Este Enrique VIII constituye, con casi toda seguridad (aunque conviene decir estas cosas con la boca pequeña), la primera ocasión en que la obra se representa en España. Consignado entre las piezas históricas de Shakespeare, el texto no forma parte de sus repertorios habituales, por más que su argumento (el triángulo formado por el rey, Catalina de Aragón y Ana Bolena, el pulso lanzado a Roma, las conspiraciones para la sucesión del trono y la amenaza turca) resulte, a priori, poderosamente shakesperiano. Lo cierto es que la autoría de Enrique VIII no corresponde únicamente al bardo, sino que éste la comparte con John Fletcher; incluso es previsible pensar que hay bastante más de Fletcher que de Shakespeare en la obra, por más que ésta ya figurara en el First Folio (el primer canon de las obras del autor de Hamlet, que publicaron los actores de su compañía) de 1623. La pieza fue escrita en 1613, sólo tres años antes de la muerte de Shakespeare y el mismo año en que el legendario The Globe ardió para siempre (el actual Shakespeare's Globe Theatre es una reproducción construida en 1997). Es comúnmente aceptado que la última obra cuya autoría corresponde a Shakespeare al cien por cien es La tempestad de 1611, aunque de nuevo, y más aún en estas lides, conviene no dar nada por sentado. Shakespeare recurrió a Fletcher en sus últimos y maltrechos años para escribir obras como la comedia dedicada a Cardenio, el personaje cervantino presente en Don Quijote al que ambos tomaron prestado para una suerte de spin-off que durante mucho tiempo se creyó perdido y que la Royal Shakespeare Company estrenó con todos los honores hace un lustro.
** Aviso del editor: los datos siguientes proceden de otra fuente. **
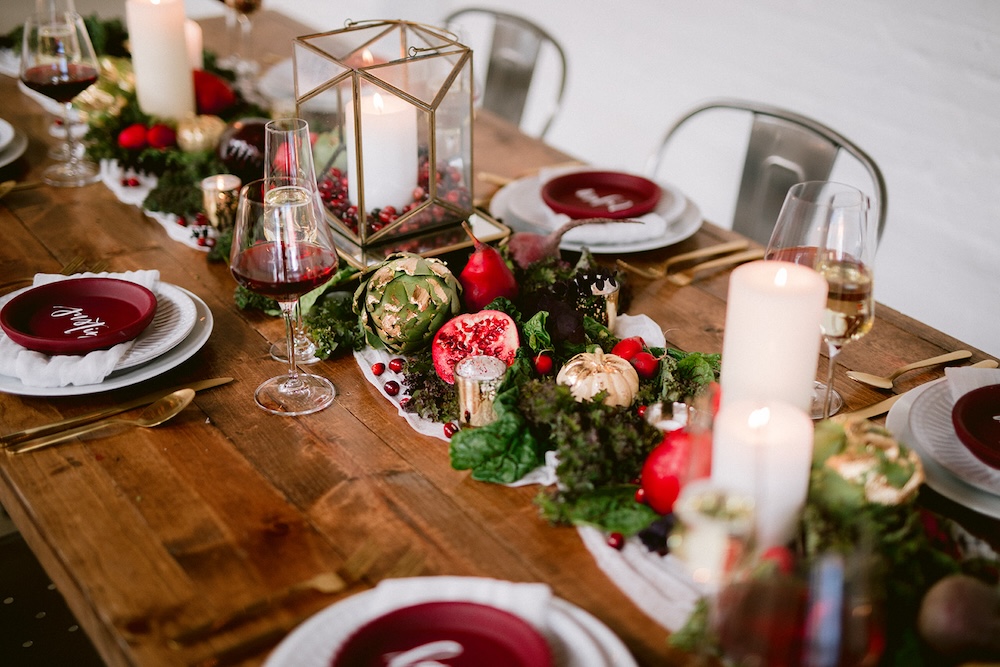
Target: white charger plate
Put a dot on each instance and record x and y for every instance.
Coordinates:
(519, 205)
(930, 423)
(939, 478)
(577, 638)
(180, 353)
Enrique VIII forma parte de ese último periodo, no tan brillante como el de las grandes tragedias pero, pardiez, no menos interesante tratándose del autor.
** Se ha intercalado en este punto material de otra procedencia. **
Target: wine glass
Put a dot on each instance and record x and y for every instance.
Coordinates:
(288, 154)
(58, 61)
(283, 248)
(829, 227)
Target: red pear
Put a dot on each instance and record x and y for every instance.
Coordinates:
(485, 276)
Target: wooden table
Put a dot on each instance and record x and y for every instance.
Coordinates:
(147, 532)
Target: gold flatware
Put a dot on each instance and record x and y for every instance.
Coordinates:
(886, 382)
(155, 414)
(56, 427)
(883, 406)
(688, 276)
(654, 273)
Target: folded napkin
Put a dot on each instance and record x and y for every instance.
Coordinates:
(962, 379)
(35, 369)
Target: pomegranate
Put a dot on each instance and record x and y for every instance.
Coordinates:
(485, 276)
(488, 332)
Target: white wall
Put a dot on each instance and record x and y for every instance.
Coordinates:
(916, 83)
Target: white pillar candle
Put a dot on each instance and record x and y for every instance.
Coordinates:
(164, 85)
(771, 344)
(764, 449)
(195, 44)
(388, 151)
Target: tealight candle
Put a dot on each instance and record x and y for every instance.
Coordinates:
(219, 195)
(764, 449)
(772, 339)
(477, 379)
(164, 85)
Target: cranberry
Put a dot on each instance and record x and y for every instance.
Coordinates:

Cabe preguntarse por qué Shakespeare tardó tiempo en abordar una figura tan representativa de la corrupción del poder político y del mandato sostenido a base de bajas pasiones como la de Enrique VIII, el segundo rey de la dinastía de los Tudor, la misma que en 1485 provocó el derrocamiento de Ricardo III, en quien Shakespeare había resumido todos los vicios de la monarquía. Existe una respuesta evidente: la reina Isabel I, que gobernó hasta su muerte en 1603, fue la segunda hija de Enrique VIII y la última en ostentar la corona para los Tudor. Era necesario un cambio radical en el trono para poder abordar semejante material. Pero existe otra razón de índole, si se quiere, religiosa. Y es que Shakespeare mantuvo una relación delicada (volvamos a tomar las pinzas para sostener esta idea) con la Iglesia Anglicana, fundada por el propio Enrique VIII. En 1559, cinco años antes del nacimiento de Shakespeare, Isabel I decretó la definitiva escisión del credo anglicano respecto a la Iglesia Católica. Esta decisión acarreó no pocos problemas a los padres del poeta, ambos católicos. Y el mismo William, quien pudo tener amistades entre los jesuitas, también sufrió algunos agravios. Por mucho que sus tragedias contaran con el beneplácito de la reina, convertir a Enrique VIII en pasto de los demonios del poder habría sido para un católico una tarea imposible.

La situación cambió con la subida al trono de Jacobo I en 1603 y la llegada al poder de los Estuardo. El régimen jacobino se mostraba menos melindroso en la defensa de los preceptos anglicanos, pero repelía a golpe de censura cualquier representación de la monarquía distinta de su papel de garante del orden. Shakespeare pudo hacer su Enrique VIII, aunque seguramente menos monstruoso de lo que hubiese querido, por más que hubiese tenido al público a su favor; y es que, aunque Enrique VII acabara con Ricardo III, los Tudor nunca fueron muy del agrado de los ingleses por su origen galés. Así es la Historia. Que suba el telón.